The strong performance of Apple's M4 chip is driving the rapid development of local artificial intelligence. Exo Labs cleverly used multiple Mac devices equipped with M4 chips to build a low-cost, high-performance local AI computing cluster and successfully ran multiple large language models (LLMs), which brought more economical benefits to individuals and enterprises. , more private artificial intelligence solutions. The editor of Downcodes will give you an in-depth understanding of this breakthrough progress.
In the field of generative artificial intelligence, Apple’s efforts seem to be mainly focused on mobile devices, especially the latest iOS18 system. However, the new Apple M4 chip has demonstrated powerful performance in the newly released Mac Mini and Macbook Pro, allowing it to effectively run the most powerful open source basic large language models (LLMs) currently available, such as Meta's Llama-3.1405B, Nvidia's Nemotron70B and Qwen2.5Coder-32B.
Exo Labs is a startup founded in March 2024 that is committed to "democratizing access to artificial intelligence." Its co-founder Alex Cheema has successfully built one using multiple M4 devices A local computing cluster.
He connected four Mac Mini M4s (each priced at $599) to a Macbook Pro M4Max (priced at $1,599), running Alibaba's Qwen2.5Coder-32B through Exo's open source software. The entire cluster costs approximately US$5,000, which is extremely cost-effective compared to an Nvidia H100 GPU worth US$25,000 to US$30,000.
The benefits of using a local computing cluster instead of a network service are clear. By running AI models on devices controlled by users or enterprises, costs can be effectively reduced while improving privacy and security. Chima said that Exo Labs is constantly improving its enterprise-level software. Several companies are currently using Exo software for local AI reasoning. In the future, this trend will gradually expand to individuals and enterprises.
Exo Labs' recent success is due to the powerful performance of the M4 chip, which is billed as "the world's fastest GPU core."
Qima revealed that Exo Labs' Mac Mini M4 cluster is capable of running Qwen2.5Coder32B at 18 marks per second and Nemotron-70B at 8 marks per second. This shows that users can efficiently handle AI training and inference tasks without relying on cloud infrastructure, making AI more accessible to consumers and enterprises that are privacy- and cost-sensitive.
To further support this wave of local AI innovation, Exo Labs plans to launch a free benchmarking website to provide detailed hardware configuration comparisons to help users choose the best LLM running solution based on their needs and budget.

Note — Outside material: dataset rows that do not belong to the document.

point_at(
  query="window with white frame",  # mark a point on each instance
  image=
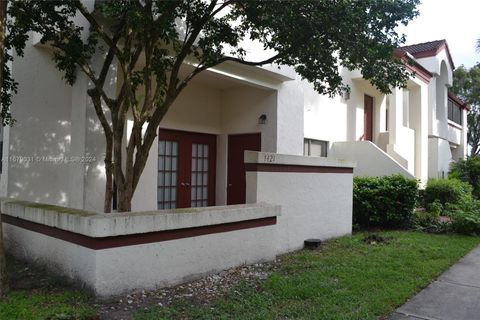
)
(315, 148)
(454, 112)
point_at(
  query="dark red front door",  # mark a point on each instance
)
(186, 169)
(236, 183)
(368, 118)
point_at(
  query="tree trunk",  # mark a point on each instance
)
(3, 264)
(3, 21)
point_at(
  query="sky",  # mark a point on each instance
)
(457, 21)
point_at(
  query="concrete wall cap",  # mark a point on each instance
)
(287, 159)
(98, 225)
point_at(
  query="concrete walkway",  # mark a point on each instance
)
(455, 295)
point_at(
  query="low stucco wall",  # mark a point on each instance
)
(315, 195)
(111, 254)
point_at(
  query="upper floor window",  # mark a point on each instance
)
(315, 148)
(454, 112)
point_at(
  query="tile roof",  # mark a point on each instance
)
(422, 47)
(428, 49)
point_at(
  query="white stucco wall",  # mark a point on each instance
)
(370, 159)
(113, 271)
(314, 205)
(40, 139)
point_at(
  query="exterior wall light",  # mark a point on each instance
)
(262, 119)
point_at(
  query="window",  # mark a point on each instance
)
(315, 148)
(454, 112)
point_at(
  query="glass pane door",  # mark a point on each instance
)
(167, 174)
(199, 192)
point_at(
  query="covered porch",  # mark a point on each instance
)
(197, 160)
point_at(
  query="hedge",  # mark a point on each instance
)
(384, 201)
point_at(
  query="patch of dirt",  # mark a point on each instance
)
(200, 292)
(374, 239)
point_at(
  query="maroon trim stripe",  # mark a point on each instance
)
(264, 167)
(134, 239)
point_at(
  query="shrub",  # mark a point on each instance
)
(466, 217)
(384, 202)
(446, 191)
(467, 170)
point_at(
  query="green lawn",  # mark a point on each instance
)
(45, 305)
(346, 279)
(37, 295)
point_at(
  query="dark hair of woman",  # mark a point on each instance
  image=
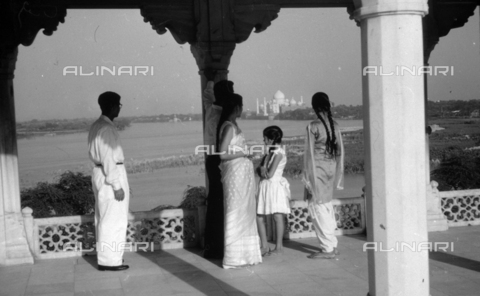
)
(230, 103)
(321, 103)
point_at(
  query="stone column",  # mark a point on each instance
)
(436, 221)
(13, 242)
(394, 120)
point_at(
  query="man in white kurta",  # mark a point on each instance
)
(214, 220)
(110, 185)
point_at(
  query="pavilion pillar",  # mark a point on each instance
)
(394, 120)
(13, 242)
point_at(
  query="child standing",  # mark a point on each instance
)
(273, 191)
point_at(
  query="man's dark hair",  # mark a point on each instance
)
(221, 90)
(107, 100)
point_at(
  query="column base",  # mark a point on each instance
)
(16, 249)
(436, 222)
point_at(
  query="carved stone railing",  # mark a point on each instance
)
(69, 236)
(349, 214)
(462, 207)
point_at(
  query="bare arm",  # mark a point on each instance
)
(273, 167)
(225, 138)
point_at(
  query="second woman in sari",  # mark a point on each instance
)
(323, 172)
(242, 244)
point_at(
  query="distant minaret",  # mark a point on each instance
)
(265, 107)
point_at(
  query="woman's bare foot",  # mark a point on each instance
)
(265, 251)
(276, 252)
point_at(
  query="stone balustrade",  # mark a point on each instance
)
(61, 237)
(461, 207)
(69, 236)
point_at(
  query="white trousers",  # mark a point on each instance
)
(111, 218)
(323, 220)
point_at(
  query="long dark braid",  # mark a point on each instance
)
(321, 103)
(231, 101)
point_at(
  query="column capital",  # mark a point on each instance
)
(215, 55)
(21, 22)
(8, 61)
(374, 8)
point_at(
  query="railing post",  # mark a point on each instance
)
(28, 223)
(202, 211)
(436, 219)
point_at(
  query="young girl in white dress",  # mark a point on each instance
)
(273, 195)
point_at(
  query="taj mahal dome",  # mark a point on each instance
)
(278, 104)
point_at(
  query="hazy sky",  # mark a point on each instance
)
(304, 51)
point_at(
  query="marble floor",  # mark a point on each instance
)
(186, 272)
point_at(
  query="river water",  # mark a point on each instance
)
(44, 158)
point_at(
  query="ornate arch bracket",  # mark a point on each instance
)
(212, 27)
(249, 17)
(22, 20)
(442, 17)
(179, 19)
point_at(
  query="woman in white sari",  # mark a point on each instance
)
(242, 244)
(323, 172)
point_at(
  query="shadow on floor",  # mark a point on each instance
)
(455, 260)
(188, 272)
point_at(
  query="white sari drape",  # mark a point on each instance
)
(322, 172)
(242, 244)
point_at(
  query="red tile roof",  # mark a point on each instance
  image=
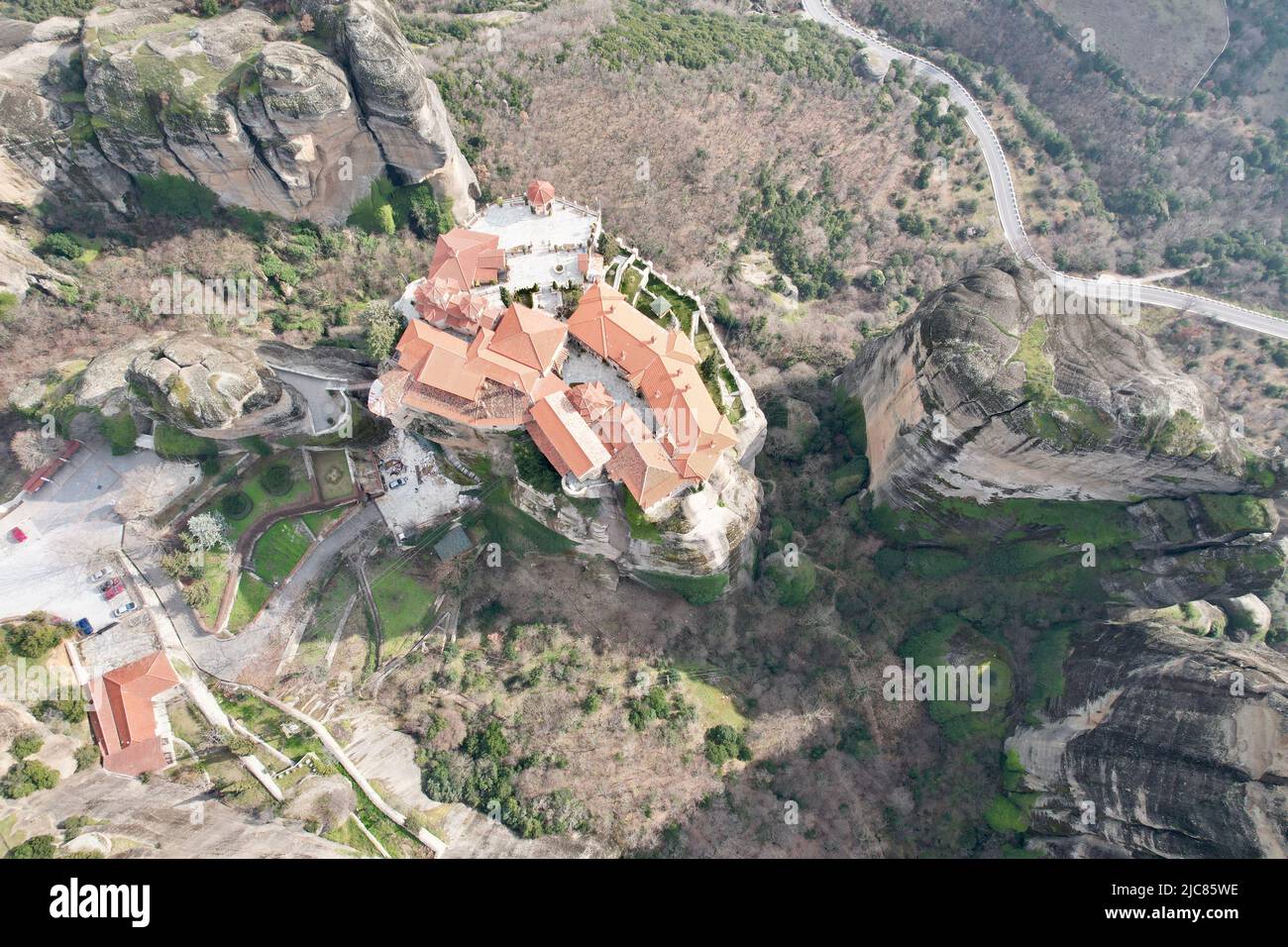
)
(465, 258)
(124, 718)
(529, 337)
(540, 193)
(565, 437)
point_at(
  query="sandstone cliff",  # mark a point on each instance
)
(977, 394)
(700, 532)
(274, 125)
(1162, 744)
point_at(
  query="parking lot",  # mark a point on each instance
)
(72, 532)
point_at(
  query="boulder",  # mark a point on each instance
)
(201, 380)
(266, 124)
(978, 394)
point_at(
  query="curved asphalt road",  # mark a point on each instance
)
(1009, 208)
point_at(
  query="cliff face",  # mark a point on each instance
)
(697, 534)
(977, 394)
(1162, 744)
(267, 124)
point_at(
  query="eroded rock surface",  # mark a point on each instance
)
(977, 394)
(268, 124)
(1175, 745)
(201, 380)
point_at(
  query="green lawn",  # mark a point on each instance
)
(263, 501)
(279, 549)
(631, 279)
(252, 595)
(215, 574)
(331, 470)
(318, 521)
(682, 307)
(404, 602)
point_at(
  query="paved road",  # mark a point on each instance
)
(1009, 206)
(72, 532)
(227, 657)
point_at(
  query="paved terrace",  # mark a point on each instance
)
(567, 226)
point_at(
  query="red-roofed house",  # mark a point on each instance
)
(467, 260)
(125, 705)
(529, 337)
(541, 193)
(469, 361)
(566, 438)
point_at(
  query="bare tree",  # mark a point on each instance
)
(34, 450)
(140, 495)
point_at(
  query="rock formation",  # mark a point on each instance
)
(1162, 744)
(201, 381)
(978, 394)
(700, 532)
(267, 124)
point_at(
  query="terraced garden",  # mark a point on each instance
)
(279, 549)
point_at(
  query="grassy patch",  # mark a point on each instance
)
(262, 500)
(642, 527)
(171, 444)
(404, 602)
(331, 470)
(279, 549)
(120, 432)
(252, 595)
(320, 521)
(697, 590)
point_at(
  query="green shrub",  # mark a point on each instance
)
(533, 468)
(60, 245)
(722, 744)
(35, 847)
(26, 777)
(172, 444)
(26, 744)
(236, 505)
(120, 431)
(794, 583)
(172, 195)
(277, 479)
(34, 637)
(697, 590)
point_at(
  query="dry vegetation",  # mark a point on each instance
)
(1162, 166)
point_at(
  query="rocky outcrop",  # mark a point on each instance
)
(980, 395)
(404, 111)
(201, 381)
(699, 532)
(265, 123)
(1162, 744)
(22, 270)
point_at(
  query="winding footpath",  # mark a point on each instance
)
(1009, 205)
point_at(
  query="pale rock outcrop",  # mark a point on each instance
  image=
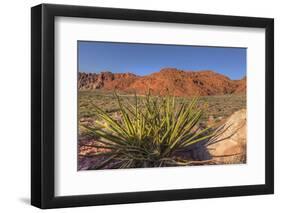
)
(231, 145)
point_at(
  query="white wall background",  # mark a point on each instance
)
(15, 105)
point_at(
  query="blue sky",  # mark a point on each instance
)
(143, 59)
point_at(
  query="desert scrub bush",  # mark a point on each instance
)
(148, 132)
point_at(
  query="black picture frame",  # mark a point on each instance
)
(43, 110)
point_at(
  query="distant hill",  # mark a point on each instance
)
(167, 80)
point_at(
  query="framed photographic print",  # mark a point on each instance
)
(139, 106)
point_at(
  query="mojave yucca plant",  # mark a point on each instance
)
(148, 133)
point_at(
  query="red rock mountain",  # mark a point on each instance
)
(167, 80)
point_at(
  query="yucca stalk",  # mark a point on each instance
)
(149, 133)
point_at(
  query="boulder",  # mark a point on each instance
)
(230, 147)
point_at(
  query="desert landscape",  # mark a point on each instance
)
(207, 125)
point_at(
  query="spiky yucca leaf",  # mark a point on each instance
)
(149, 132)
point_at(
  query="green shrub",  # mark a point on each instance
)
(148, 133)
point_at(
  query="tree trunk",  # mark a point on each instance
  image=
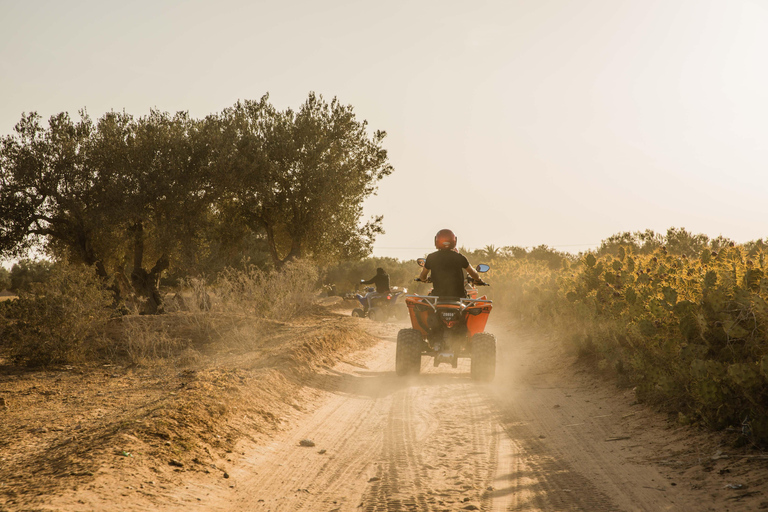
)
(293, 254)
(144, 283)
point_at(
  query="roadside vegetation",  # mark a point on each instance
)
(680, 317)
(247, 215)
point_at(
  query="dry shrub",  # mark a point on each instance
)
(145, 339)
(60, 323)
(276, 295)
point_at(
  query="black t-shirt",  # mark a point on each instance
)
(447, 273)
(381, 281)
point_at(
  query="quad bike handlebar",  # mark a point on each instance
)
(429, 280)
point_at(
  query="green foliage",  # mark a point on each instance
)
(61, 322)
(26, 273)
(300, 177)
(688, 332)
(346, 275)
(277, 295)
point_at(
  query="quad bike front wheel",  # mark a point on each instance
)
(483, 365)
(377, 314)
(408, 355)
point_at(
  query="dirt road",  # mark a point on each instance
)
(540, 437)
(544, 436)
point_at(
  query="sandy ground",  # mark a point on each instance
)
(544, 436)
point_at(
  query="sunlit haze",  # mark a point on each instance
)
(520, 122)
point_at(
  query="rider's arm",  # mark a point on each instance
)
(473, 273)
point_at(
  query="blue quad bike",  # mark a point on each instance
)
(381, 307)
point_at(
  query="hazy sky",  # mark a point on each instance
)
(518, 122)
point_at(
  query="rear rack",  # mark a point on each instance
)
(432, 300)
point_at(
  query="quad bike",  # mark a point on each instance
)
(380, 307)
(447, 328)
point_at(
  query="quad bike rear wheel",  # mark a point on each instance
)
(377, 314)
(401, 313)
(408, 355)
(483, 365)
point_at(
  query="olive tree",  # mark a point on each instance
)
(300, 177)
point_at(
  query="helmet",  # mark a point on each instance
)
(445, 239)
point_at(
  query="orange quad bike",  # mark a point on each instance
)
(447, 329)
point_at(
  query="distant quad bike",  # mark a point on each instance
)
(447, 329)
(381, 307)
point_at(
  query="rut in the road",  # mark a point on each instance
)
(438, 450)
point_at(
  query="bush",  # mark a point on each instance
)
(59, 322)
(688, 331)
(277, 295)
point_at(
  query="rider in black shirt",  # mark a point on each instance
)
(446, 266)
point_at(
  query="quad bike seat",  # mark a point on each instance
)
(449, 300)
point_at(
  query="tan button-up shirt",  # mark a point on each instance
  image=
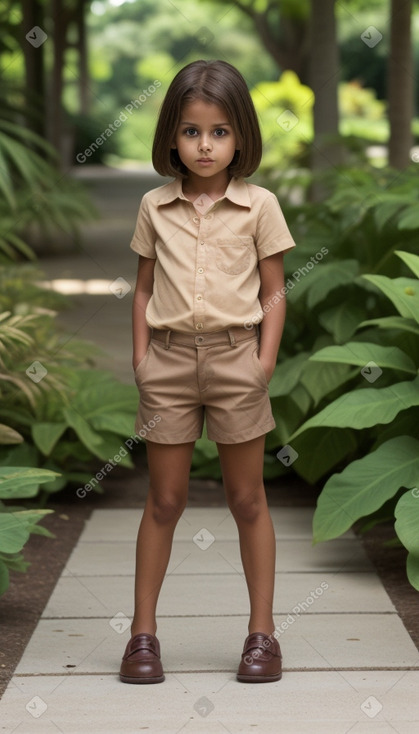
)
(206, 275)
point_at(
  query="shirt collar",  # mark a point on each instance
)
(236, 191)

Project entrance: https://github.com/exo-explore/exo
The successful case of Exo Labs demonstrates the huge potential of Apple's M4 chip in local AI applications, and also indicates that individuals and enterprises will have a more convenient, economical, and private AI experience in the future. This will further promote the popularization and application of artificial intelligence technology and bring more innovation opportunities to all walks of life. Look forward to more surprises from Exo Labs in the future!